White people. They screw up everything. That’s pretty much the theme of “The Mission” (1986), except the white people are actually conniving Spanish and Portuguese colonialists and some other white people (Jesuit priests Jeremy Irons and Liam Neeson) are trying to peacefully bring Jesus to the same indigenous South Americans. Then there’s Robert De Niro, who alternates between slave trader and Jesuit, always on the wrong side at the wrong time. Trust me, it’s not as confusing as it seems. Lush scenery, simple but effective storytelling and a healthy dose of Catholic guilt, if you’re into that sort of thing.

At the end of “Ronin” (1998), spy/hitman/something-or-other Jean Reno becomes narrator and utters, “no questions and no answers.” Well, I have questions and would like some answers. If anyone other than John Frankenheimer had directed, could a post-Cold War espionage flick starring Robert De Niro have possibly been as pointless and opaque? And what is Frankenheimer’s obsession with assassination attempts at big events? And how do you have a seemingly endless car chase through Paris and encounter only one cop? There’s willing suspension of disbelief and then there’s willful ignorance of reality. Is that what was in the secret case?
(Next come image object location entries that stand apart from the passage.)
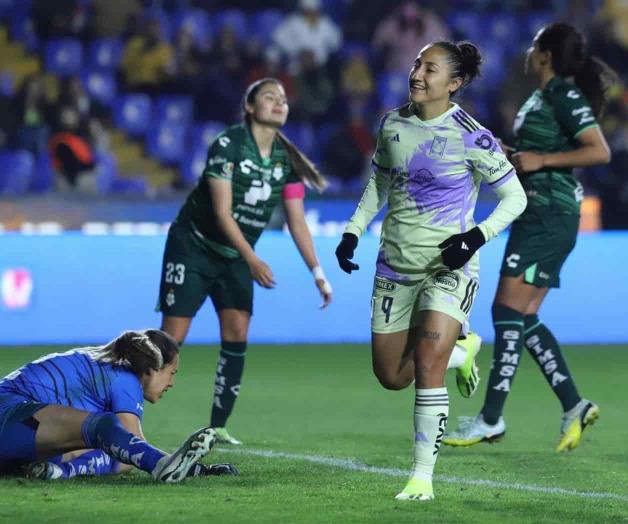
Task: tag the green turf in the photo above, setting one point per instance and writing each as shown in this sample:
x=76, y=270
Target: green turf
x=325, y=401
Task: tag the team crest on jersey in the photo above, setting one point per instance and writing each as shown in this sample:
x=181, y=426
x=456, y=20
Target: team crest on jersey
x=227, y=169
x=278, y=172
x=446, y=280
x=385, y=285
x=438, y=146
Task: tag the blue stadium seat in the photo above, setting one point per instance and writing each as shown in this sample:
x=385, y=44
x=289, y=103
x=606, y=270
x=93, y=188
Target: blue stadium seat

Ron Howard makes art for the common man, so his films like “Backdraft” don’t get a lot of credit. In that one, there’s an awkward subplot involving a behind-bars arsonist played by Donald Sutherland. The scenes, which ape “Silence of the Lambs,” seem to exist mainly to give Robert De Niro more screen time. Yet, 28 years later, producer Howard signed off on a stripped-down, straight-to-video sequel that reshapes this subplot into a standalone procedural. And it’s actually a pretty decent, 101-minute TV show. “Backdraft 2” (2019) stars Joe Anderson (who?) plus Sutherland and another key 1991 player, William Baldwin.